What is Reference Data?
Reference data is a special subset of master data that is used for classification throughout your entire organization. It can be used in data management to define the characteristics of an identifier. Whether the data is externally mandated or internally authored, it’s unambiguous and non-negotiable. Reference data includes complex hierarchies, mappings, and more. Reference data may originate either internally (within an organization) or externally (gathered from other data sources). It may also be described in on-to-one relationships, one-to-many relationships, or hierarchies.
Organizations, such as the MDM Institute, describe two main varieties of reference data: multidomain reference data vs real-time reference data. Multi-domain reference data is non-industry specific and can span multiple functional areas (finance, risk, and compliance, human resources, etc.) and content types (ISO country codes and other non-volatile reference data) to be mastered and shared. Real-time reference data is typically used in the capital markets industry (brokers, asset managers, and securities services firms) as well as command and control military/intelligence markets. It’s also increasingly used in Internet of Things (IoT) applications requiring metadata tagging of streaming data sources into big data lakes.
According to the MDM Institute, reference data can be either public or private and connects different domains and applications across consistent values, and semantics, to create multi-domain views and hierarchies. For example, data that connects customers and products such as cost/revenue accounting information, sales personnel, business units, geographies, or industry data would all be included in the reference data.

What is the difference between reference data and master data?
It’s important to understand the difference between reference data and master data.
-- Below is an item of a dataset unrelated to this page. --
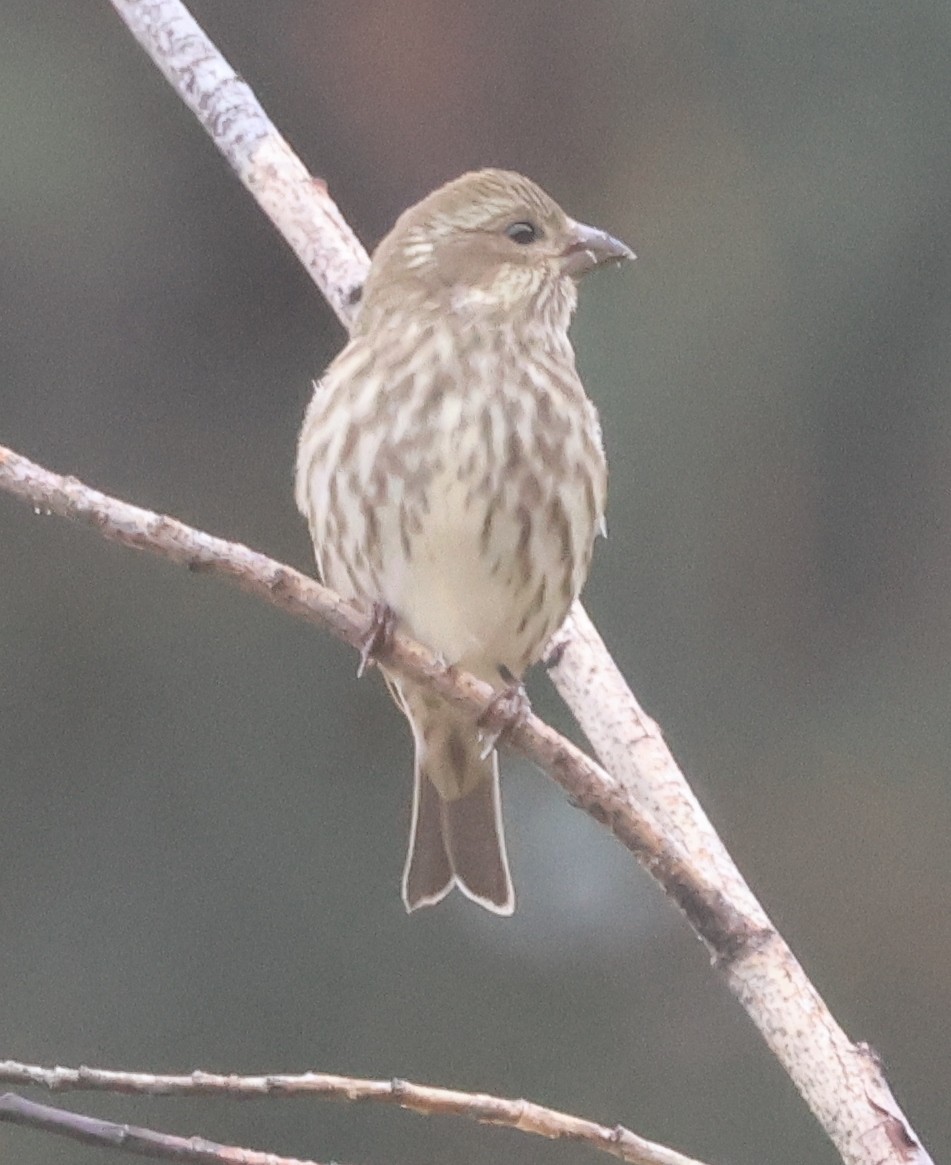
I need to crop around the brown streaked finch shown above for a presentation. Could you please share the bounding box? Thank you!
[296,170,634,915]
Where master data represents key parts of the business, including customer data and data related to business activities and transactions, reference data represents a set of permissible data to be used from the master data for classification. Furthermore, changes in reference data often occur slowly over time as a direct reflection of any changes to business processes while changes in master data will occur within standard business processes. Although reference data is rarely changed, those slight changes over time must be managed and synchronized across the entire organization. This a challenge many businesses face and must combat with consistent reference data management and governance principles.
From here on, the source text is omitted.